Ренни не хотела бояться мужчин и хотела, чтобы Джейк объяснил ей, почему не надо их бояться.
– Ты вроде сказала, что все нормально, пока ты мне доверяешь, – сказал он. – Или ты мне не доверяешь?
– Дело не в тебе, – ответила Ренни. – И не в доверии к тебе.
– Тогда в чем же?
– Не знаю. В последнее время у меня такое ощущение, что меня используют. Впрочем, я не тебя имею в виду.

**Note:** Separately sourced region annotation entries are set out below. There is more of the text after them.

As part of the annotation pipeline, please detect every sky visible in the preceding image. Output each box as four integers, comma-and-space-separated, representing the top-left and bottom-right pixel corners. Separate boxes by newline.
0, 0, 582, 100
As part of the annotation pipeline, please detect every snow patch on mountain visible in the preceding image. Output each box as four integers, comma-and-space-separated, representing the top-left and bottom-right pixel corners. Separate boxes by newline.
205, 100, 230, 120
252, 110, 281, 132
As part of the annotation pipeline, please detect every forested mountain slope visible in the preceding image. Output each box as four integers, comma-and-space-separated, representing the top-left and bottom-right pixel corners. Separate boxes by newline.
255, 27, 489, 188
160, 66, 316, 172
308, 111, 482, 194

– В качестве чего? – спросил он.
Ренни подумала и ответила:
– Сырого материала.
Позже она спросила Джейка:
– Если бы у меня во влагалище была крыса, ты бы возбудился?
– Мертвая или живая?
– Кто, я или крыса?
– Фу, – сказал он. – Ты говоришь, как моя мать. Ей не дает покоя мысль о пыли у меня под кроватью.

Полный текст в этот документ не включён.